To continue on the theme of basic concepts in art–as I am learning about in my basic drawing class–we come now to the concept of “negative space.”    This doesn’t sound too good until you learn that the “negative” in the phrase simply refers to the space around and between the subjects of an image, as also explained here in Wikipedia.  For those who have made it through graduate school and perhaps even an entire career without coming across this concept, this idea is quite exciting…and positive.  (However, “positive space” is something different.  The world of art has its own language, like every other endeavor, with words like “tooth,” “value,” and “wash” meaning quite different things to artists.)

Negative space sometimes means drawing with space to produce a silhouette of the subject.  To produce this effect, we students used a homemade viewfinder (two L-shaped strips of cardboard taped together to form a small rectangle) and chose the composition we’d like to create with negative space.  Note that objects overlapping each other in real life viewing simply become part of the same silhouette, as in the image above.

What is remarkable about this exercise in seeing and thinking is that it focuses on the context in order to define the subject. Just as in Drawing the Light, sharpening our attention to what is around and affecting the subject is important. Just one slip of the pen and we’ve completely changed the look of the subject, and possibly even ruined it altogether.  Context really matters! 🙂

Illustration:  Watercolor, gouache, ink, pencil, and white charcoal by Black Elephant Blog author, representing the 1916 watercolor by Charles Demuth at the Philadelphia Museum of Art

Illustration: Watercolor, gouache, ink, pencil, and white charcoal by Black Elephant Blog author, after the 1916 watercolor “Green Dancer” by Charles Demuth at the Philadelphia Museum of Art

Seasoned artists often give their images a multidimensional appearance and sometimes even an impression of movement by using light, shadows, and contours.  Every teacher  I’ve had so far in this new venture has said it is important to draw what surrounds the subject at the same time as we focus on drawing the subject. In other words it is a rookie mistake to focus single-mindedly on drawing a subject without considering the context.  This simple advice is stunningly important with so many applications in life, and not just to art.
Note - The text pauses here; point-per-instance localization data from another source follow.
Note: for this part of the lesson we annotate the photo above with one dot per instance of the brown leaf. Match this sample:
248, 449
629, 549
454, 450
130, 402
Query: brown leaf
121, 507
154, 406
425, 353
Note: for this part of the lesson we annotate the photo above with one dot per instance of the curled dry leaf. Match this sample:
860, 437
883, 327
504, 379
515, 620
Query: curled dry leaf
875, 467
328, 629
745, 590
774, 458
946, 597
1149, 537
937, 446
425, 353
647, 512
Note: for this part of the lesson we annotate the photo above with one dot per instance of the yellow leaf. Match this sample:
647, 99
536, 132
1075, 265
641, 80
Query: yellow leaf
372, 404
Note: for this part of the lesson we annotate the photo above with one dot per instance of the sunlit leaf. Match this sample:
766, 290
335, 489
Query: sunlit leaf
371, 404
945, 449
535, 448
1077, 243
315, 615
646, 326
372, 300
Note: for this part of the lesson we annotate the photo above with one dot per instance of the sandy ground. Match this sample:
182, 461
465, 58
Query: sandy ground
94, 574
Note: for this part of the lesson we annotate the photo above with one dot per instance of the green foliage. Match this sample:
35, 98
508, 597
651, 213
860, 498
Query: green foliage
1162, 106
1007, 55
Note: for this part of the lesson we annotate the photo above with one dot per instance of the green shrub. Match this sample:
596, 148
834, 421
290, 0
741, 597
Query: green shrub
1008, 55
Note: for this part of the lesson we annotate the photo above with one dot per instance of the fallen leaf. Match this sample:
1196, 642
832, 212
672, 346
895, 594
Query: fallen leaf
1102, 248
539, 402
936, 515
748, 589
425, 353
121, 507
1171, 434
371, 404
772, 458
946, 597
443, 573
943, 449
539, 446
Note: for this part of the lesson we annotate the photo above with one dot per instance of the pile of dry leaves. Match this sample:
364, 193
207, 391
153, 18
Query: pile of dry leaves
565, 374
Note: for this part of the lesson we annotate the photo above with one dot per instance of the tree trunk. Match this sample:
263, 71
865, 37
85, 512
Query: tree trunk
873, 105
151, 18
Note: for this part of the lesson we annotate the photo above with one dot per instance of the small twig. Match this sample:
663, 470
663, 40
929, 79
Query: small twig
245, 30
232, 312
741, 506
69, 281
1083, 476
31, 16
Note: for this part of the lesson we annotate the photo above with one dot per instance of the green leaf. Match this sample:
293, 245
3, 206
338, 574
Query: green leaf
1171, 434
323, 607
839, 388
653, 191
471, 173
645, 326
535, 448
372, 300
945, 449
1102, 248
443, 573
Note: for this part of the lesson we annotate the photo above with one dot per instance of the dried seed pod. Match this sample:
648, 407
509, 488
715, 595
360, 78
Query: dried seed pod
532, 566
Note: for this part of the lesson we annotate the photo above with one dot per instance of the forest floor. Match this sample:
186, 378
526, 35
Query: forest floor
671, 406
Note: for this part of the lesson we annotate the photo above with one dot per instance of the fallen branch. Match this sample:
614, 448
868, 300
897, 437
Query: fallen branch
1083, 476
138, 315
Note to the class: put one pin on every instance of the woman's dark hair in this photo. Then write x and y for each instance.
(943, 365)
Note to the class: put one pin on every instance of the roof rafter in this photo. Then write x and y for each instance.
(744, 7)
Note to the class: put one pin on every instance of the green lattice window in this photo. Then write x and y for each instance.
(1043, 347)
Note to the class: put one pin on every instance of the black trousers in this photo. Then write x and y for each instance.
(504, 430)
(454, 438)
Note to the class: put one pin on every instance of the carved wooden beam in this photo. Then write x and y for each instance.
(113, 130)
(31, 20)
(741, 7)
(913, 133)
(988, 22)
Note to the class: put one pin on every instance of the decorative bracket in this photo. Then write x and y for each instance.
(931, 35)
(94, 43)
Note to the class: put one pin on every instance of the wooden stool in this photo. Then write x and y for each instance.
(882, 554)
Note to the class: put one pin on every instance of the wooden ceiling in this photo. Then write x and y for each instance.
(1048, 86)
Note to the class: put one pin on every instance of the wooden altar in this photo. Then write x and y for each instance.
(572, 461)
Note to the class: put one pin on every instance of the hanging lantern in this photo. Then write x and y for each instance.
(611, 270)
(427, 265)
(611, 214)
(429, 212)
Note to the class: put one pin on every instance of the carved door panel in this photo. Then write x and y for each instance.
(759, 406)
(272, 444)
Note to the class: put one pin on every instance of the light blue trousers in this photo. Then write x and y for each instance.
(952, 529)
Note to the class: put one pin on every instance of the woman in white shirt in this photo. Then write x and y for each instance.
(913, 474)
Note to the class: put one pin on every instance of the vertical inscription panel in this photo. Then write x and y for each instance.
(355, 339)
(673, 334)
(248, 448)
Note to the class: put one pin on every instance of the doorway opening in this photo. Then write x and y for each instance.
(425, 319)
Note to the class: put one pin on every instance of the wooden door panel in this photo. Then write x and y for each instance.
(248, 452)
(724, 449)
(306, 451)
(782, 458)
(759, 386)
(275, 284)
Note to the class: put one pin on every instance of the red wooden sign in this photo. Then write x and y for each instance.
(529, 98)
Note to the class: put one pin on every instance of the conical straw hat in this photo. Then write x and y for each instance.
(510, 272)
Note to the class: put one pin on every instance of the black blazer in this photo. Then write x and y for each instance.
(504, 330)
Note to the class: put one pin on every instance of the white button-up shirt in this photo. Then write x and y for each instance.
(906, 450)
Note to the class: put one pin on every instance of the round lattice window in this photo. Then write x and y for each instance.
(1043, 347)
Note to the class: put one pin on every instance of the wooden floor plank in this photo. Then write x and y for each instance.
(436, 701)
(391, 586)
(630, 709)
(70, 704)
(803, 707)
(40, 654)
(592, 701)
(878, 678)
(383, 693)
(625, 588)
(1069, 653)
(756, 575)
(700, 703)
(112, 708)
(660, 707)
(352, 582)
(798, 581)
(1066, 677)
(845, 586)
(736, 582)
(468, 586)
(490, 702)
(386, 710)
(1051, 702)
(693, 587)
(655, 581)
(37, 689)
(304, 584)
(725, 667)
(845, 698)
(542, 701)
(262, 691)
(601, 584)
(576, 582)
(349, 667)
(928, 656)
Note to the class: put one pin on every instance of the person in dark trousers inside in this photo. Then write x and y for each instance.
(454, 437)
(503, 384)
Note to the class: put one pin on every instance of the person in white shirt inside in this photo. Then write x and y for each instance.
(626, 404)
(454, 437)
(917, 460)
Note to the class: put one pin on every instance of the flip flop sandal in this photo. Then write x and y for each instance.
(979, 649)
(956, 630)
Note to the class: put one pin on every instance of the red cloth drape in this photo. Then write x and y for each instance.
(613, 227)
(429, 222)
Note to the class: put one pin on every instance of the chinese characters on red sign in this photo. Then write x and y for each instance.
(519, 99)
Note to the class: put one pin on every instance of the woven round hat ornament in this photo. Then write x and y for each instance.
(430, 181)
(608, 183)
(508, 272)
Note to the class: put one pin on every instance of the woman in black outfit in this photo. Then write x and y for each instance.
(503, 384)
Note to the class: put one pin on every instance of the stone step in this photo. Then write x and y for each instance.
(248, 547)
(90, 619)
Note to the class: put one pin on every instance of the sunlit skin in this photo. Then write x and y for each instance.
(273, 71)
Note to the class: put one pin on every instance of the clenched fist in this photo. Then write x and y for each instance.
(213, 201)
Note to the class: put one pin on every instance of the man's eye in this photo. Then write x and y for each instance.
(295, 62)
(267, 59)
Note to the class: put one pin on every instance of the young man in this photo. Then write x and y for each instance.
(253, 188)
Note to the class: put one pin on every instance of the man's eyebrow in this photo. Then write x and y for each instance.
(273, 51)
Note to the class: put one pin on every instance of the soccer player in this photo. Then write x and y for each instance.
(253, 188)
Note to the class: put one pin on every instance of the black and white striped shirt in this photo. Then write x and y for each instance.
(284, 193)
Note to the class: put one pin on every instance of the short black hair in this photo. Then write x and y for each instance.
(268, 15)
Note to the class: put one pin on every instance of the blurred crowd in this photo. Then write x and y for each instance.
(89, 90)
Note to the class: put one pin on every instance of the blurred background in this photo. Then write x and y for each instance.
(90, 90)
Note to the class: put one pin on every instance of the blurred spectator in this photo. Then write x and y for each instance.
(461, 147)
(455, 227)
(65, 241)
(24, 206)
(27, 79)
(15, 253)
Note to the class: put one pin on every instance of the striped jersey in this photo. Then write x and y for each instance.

How can we understand the seemingly sudden emergence of new threats, challenges, or risks without widening the “viewfinder” to see what might be the context around them?  Could one “slip” or failure in the “negative space” to anticipate a requirement have consequences for subjects, or “positive space,” in real life? Alternatively, is there more positive “negative space” shaping that can be done to influence the subject?  The list of relevant applications for the negative space idea seems simply endless…  What would happen if we played with the concept of “negative space,” and  reframed the key issues of the day through our “viewfinders?”  Without context, mistaken analysis, lost opportunities, and unforeseen surprises are inevitable.  Particularly for those instances in real life where the consequences of failing to see repercussions could be worse than a ruined piece of paper, learning to think and see differently about “negative space” seems valuable.